You just buy treasuries until you actually try to do it.
It turns out it's a little more complicated than you think.
If you go to Schwab or Fidelity and you type in two-year treasury,
you're going to get a screen of 50 different things.
Everything from the number you saw in coded form, right,
because it's going to be in price, not in yield, on CNBC,
the on-the-run two-year treasury,
through all of the old two-year treasuries that are aging out,
through some 30-year treasury that's 28 years old,
and all stages in between.
It's really complicated.
So we built out something that does what we otherwise do for institutional clients,
which is risk management.
And generally, that means staying in the on-the-run Treasury.
That's the thing the Treasury most recently issued.
It's the most liquid security.
The on-the-run U.S. 10-year, for example, is what prices everything from your mortgage to
to your car loan to the price of margin in a bank account or in a brokerage account.
It's just so ubiquitous.
And the problem is it's just hard to do.
Believe it or not, the government offers a website for you to do this, treasury direct.
gov.
You can go there.
Built in 1986.
That's right.
Exactly.
And you can go buy an I-series bond.
You can try to buy this.
luck trying to sell it.

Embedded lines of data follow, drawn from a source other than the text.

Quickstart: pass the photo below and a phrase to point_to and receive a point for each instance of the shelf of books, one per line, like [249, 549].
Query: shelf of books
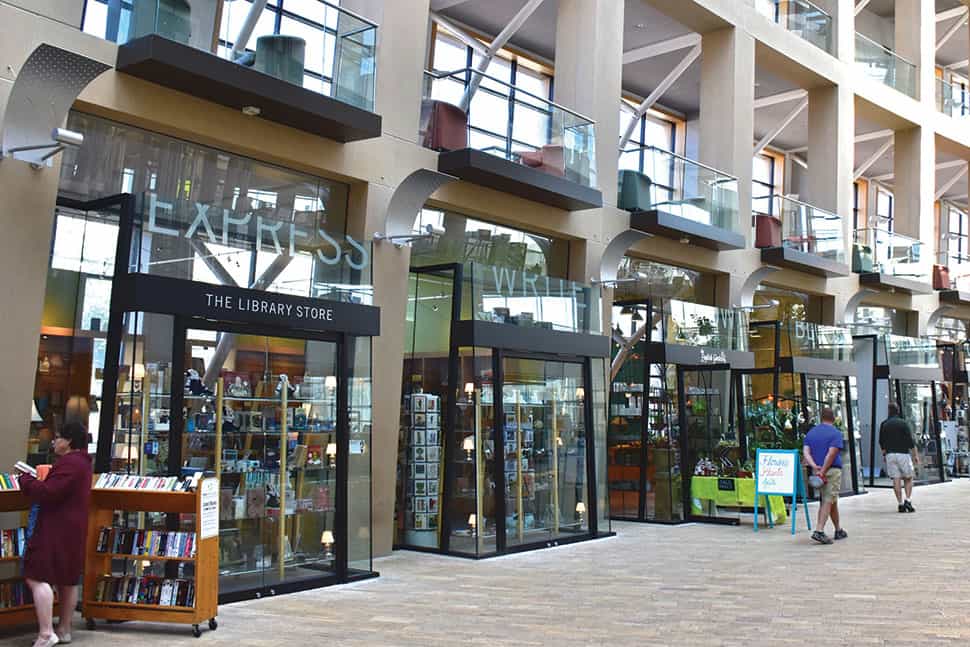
[153, 574]
[16, 607]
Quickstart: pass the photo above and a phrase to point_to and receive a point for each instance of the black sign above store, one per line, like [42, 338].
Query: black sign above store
[166, 295]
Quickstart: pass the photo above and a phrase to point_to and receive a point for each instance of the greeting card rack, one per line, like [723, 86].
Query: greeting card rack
[13, 615]
[101, 566]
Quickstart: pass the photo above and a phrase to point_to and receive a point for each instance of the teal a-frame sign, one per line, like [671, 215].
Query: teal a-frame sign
[778, 472]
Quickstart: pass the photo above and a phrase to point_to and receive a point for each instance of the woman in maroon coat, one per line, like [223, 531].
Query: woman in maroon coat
[55, 551]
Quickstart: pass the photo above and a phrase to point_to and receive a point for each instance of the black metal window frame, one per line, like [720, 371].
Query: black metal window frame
[639, 140]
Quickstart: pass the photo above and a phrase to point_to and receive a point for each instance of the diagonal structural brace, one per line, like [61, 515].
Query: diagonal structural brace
[658, 92]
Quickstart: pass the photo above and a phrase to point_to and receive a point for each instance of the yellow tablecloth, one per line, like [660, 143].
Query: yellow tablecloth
[704, 488]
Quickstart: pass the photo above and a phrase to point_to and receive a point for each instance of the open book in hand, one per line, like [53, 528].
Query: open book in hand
[21, 466]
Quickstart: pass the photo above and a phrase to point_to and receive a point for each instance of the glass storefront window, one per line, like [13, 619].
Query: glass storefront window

Good luck trying to understand the price. It has to work. That website
crashes a bunch. So we did the thing that we thought would be easy. Give investors access to the
same rates tool set that we as institutional investors had, particularly when cash paid them
nothing. And money markets were threatening to start charging for being in them.
You have vehicles for, it looks like three month, six month, 12 month, two year and 10 year, correct?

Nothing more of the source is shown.